James Chapter 1

“James, a servant of God and of the Lord Jesus Christ, To the twelve tribes scattered among the nations: Greetings. Consider it pure joy, my brothers, whenever you face trials of many kinds, because you know that the testing of your faith develops perseverance. Perseverance must finish its work so that you may be mature and complete, not lacking anything.”

These words were written to 1st-century churches everywhere, struggling churches, growing churches, churches persecuted by the infamous Roman emperor Nero, and churches who wouldn’t be birthed for hundreds….thousands of years, including Emmanuel Faith Community Church, Escondido, California.

James, also known as the kid brother of the promised Messiah, penned these challenging words that likely have perplexed followers of The Way for centuries.

Consider it pure joy as you face trials. Not bittersweet joy or joy mixed with grief. But PURE JOY. Initially, when we hear those words, something makes us wanna roll our eyes. Seriously? James calls Christians to face trials: grief, pain, sadness, disappointment of every kind…with PURE JOY?

How? Why?
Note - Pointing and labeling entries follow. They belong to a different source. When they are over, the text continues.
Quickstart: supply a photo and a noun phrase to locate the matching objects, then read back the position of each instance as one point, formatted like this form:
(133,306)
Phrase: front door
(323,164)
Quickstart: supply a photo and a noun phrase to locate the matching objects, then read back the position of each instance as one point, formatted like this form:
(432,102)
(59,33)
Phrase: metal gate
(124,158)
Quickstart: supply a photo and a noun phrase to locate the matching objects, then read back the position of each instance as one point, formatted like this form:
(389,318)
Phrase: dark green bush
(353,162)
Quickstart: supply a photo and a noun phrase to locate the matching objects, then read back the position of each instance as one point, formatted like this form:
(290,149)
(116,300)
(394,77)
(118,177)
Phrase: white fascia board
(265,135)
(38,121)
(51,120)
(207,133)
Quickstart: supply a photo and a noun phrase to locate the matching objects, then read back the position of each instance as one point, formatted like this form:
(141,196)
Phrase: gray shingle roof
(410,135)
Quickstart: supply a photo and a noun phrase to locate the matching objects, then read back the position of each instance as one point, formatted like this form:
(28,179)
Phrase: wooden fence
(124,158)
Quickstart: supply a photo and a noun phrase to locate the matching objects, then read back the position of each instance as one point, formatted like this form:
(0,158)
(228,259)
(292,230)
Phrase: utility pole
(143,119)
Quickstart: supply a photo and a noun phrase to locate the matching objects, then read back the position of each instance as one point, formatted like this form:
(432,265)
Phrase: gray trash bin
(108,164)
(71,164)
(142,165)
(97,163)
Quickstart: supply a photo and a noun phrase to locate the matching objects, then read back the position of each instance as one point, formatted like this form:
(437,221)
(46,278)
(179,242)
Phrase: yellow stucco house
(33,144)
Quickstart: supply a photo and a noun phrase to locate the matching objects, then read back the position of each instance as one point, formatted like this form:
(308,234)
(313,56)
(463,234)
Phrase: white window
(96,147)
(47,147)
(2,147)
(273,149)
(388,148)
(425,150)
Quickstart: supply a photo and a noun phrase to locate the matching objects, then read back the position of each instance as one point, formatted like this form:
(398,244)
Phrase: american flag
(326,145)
Is that even in the realm of possibility?

Let’s start at the end of that verse and work backward . . .

The goal and the promised result for the disciple who obeys James’ directive is that you will lack NOTHING, and become both mature and complete.

Who doesn’t want that?

Does anyone set a New Year’s resolution to grow more and more immature, to lack all sorts of things, and to feel incomplete? Of course not, that would be absurd.

Maturity, completeness, lacking nothing, sounds awesome, like what Jesus came to bring us in John 10—abundant life, life to the full.

Guess how we get there? Not by dancing through life. According to James, we become mature and complete by persevering, enduring, standing firm, and not quitting. Perseverance isn’t a moment in time, but a process….that sometimes lasts days, weeks…. maybe even years. It’s a process with a purpose that produces a good result.

God knows, hard things and hard days test our faith in a way that easy-breezy days don’t. But faith that is tested, faith that is put through the fire of unbelievably hard circumstances, that faith, like gold, grows hard and strong, genuine and beautiful. That kind of faith will bless you. Faith like that blesses others too.

James continues in verse 12. “Blessed is the man who perseveres under trial, because when he has stood the test, he will receive the crown of life that God has promised to those who love him.”

God help us see the good in the hard; help us face trials with pure joy. We long to lack nothing, we long to look like you, Lord.